Avoiding Accountability by Shifting Jurisdictions
In an effort to avoid stringent oversight and regulatory constraints, FTX executives engineered a relocation of the company from the United States to the Bahamas. Carolyn Ellison, who oversaw Alameda Research, stated that this decision was motivated by the Bahamas’ reputation for having a “friendly” regulatory environment that aimed to streamline bureaucratic processes. This strategic maneuver allowed FTX to sustain its operations while evading close scrutiny from authorities. The court documents detail how, at the request of the FTX Group, Attorney-1 facilitated the relocation and efficiently obtained the required business license.

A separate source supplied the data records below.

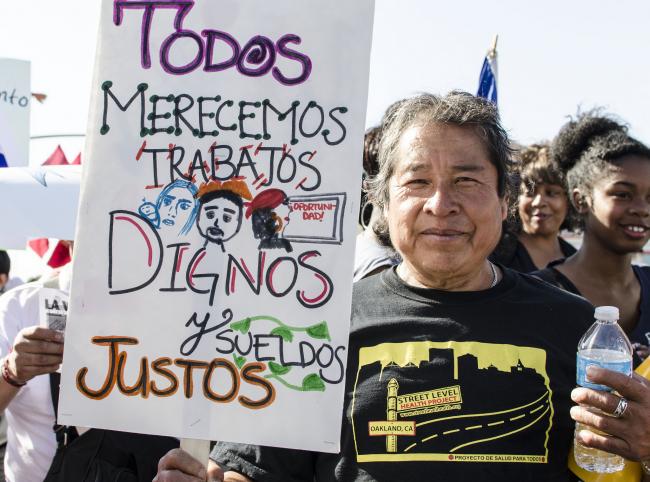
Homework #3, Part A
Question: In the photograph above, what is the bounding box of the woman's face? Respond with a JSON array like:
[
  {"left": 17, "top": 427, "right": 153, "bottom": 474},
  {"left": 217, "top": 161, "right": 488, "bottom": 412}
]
[
  {"left": 518, "top": 182, "right": 568, "bottom": 238},
  {"left": 385, "top": 123, "right": 507, "bottom": 285},
  {"left": 581, "top": 155, "right": 650, "bottom": 253}
]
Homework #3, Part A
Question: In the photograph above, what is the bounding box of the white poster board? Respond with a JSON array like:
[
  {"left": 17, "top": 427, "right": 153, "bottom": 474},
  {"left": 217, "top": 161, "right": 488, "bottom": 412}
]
[
  {"left": 0, "top": 166, "right": 81, "bottom": 248},
  {"left": 0, "top": 59, "right": 30, "bottom": 168},
  {"left": 59, "top": 0, "right": 374, "bottom": 453}
]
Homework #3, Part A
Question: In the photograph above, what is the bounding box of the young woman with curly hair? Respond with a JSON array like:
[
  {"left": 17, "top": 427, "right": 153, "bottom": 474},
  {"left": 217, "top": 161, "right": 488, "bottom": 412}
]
[{"left": 535, "top": 111, "right": 650, "bottom": 363}]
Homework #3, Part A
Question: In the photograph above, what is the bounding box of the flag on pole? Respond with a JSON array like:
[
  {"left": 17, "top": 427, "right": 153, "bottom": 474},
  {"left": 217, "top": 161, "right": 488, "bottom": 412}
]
[{"left": 477, "top": 35, "right": 498, "bottom": 105}]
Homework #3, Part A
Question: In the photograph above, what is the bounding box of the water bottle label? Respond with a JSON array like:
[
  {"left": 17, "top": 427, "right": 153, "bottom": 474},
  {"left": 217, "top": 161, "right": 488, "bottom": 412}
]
[{"left": 576, "top": 354, "right": 632, "bottom": 391}]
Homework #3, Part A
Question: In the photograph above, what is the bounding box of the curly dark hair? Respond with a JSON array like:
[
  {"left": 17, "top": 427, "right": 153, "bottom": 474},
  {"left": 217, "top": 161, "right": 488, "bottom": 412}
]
[
  {"left": 491, "top": 142, "right": 576, "bottom": 263},
  {"left": 360, "top": 126, "right": 382, "bottom": 227},
  {"left": 363, "top": 126, "right": 382, "bottom": 178},
  {"left": 367, "top": 91, "right": 514, "bottom": 248},
  {"left": 516, "top": 142, "right": 576, "bottom": 232},
  {"left": 0, "top": 250, "right": 9, "bottom": 276},
  {"left": 551, "top": 110, "right": 650, "bottom": 216},
  {"left": 519, "top": 143, "right": 563, "bottom": 187}
]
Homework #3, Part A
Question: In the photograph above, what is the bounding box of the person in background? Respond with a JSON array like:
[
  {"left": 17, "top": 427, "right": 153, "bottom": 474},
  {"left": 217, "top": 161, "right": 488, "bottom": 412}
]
[
  {"left": 0, "top": 251, "right": 23, "bottom": 295},
  {"left": 155, "top": 93, "right": 650, "bottom": 482},
  {"left": 490, "top": 143, "right": 576, "bottom": 272},
  {"left": 354, "top": 126, "right": 400, "bottom": 281},
  {"left": 534, "top": 111, "right": 650, "bottom": 364},
  {"left": 0, "top": 242, "right": 176, "bottom": 481},
  {"left": 0, "top": 243, "right": 72, "bottom": 481},
  {"left": 0, "top": 251, "right": 16, "bottom": 482}
]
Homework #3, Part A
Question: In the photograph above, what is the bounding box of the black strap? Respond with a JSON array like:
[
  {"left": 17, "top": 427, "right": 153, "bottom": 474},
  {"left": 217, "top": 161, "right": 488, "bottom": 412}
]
[
  {"left": 49, "top": 371, "right": 79, "bottom": 447},
  {"left": 44, "top": 276, "right": 79, "bottom": 447}
]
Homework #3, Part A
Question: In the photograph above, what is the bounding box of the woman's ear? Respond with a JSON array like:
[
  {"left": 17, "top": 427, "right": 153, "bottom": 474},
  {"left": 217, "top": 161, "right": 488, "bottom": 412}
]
[
  {"left": 572, "top": 189, "right": 591, "bottom": 214},
  {"left": 499, "top": 195, "right": 508, "bottom": 222}
]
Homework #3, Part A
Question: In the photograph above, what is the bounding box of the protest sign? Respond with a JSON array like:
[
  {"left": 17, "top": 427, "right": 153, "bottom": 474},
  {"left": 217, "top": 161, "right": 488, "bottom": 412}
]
[
  {"left": 0, "top": 58, "right": 30, "bottom": 168},
  {"left": 0, "top": 166, "right": 81, "bottom": 248},
  {"left": 58, "top": 0, "right": 374, "bottom": 453}
]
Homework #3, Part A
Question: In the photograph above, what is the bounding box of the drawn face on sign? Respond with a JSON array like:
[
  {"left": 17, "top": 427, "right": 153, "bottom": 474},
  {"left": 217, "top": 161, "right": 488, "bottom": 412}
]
[
  {"left": 246, "top": 189, "right": 293, "bottom": 252},
  {"left": 155, "top": 180, "right": 199, "bottom": 235},
  {"left": 253, "top": 201, "right": 290, "bottom": 238},
  {"left": 275, "top": 201, "right": 291, "bottom": 232},
  {"left": 142, "top": 179, "right": 199, "bottom": 235},
  {"left": 138, "top": 201, "right": 160, "bottom": 228},
  {"left": 159, "top": 187, "right": 194, "bottom": 227},
  {"left": 197, "top": 191, "right": 243, "bottom": 247}
]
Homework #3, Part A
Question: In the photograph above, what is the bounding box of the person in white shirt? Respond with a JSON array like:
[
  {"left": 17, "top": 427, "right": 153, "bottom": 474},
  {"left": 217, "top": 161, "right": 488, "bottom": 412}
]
[{"left": 0, "top": 249, "right": 71, "bottom": 482}]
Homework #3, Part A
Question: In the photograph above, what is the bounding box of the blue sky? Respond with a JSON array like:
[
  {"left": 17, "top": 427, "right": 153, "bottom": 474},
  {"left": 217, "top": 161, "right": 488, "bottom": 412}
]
[
  {"left": 368, "top": 1, "right": 650, "bottom": 144},
  {"left": 2, "top": 0, "right": 649, "bottom": 153}
]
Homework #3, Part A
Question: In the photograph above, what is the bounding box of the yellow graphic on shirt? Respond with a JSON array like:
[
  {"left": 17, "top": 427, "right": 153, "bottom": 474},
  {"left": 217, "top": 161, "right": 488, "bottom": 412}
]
[
  {"left": 351, "top": 341, "right": 553, "bottom": 464},
  {"left": 368, "top": 421, "right": 416, "bottom": 437},
  {"left": 397, "top": 384, "right": 463, "bottom": 416}
]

This calculated migration enabled FTX to continue its activities without hindrance.
Commingling Funds and Luxury Real Estate
The allegations against FTX Digital Markets have taken a dark twist, with Ray’s revelation that FTX executives intentionally mixed customer deposits with corporate funds. Shockingly, a staggering $243 million was then used to acquire opulent real estate properties in the Bahamas, not only for FTX Group employees but also for their friends and family. These purchases were primarily facilitated through FTX Property Holdings Ltd., a subsidiary established in the Bahamas in July 2021. However, the funds for these acquisitions were sourced from FTX DM’s operating account, which contained both customer and corporate funds. This mingling of assets raises significant concerns regarding the potential misappropriation of customer-deposited assets.
Customer Funds Misappropriation Unveiled
In the final disclosure, Ray reveals that FTX.com exchange misused roughly $8.7 billion worth of customer-deposited assets, most of which were cash and stablecoin. This shocking revelation has left FTX customers surprised and uncertain about their funds’ safety. The scale of financial mismanagement in FTX Digital Markets raises concerns over the company’s credibility, regulatory oversight, and customer deposit protection measures.
FTX Digital Markets is embroiled in a controversy, battling accusations of corruption, fraud, and customer fund abuse. The court filings by John Ray III paint a devastating picture of a deceitful plot masterminded by FTX executives. As investigations and legal battles unfold, the full extent of the scandal’s impact on stakeholders remains unknown.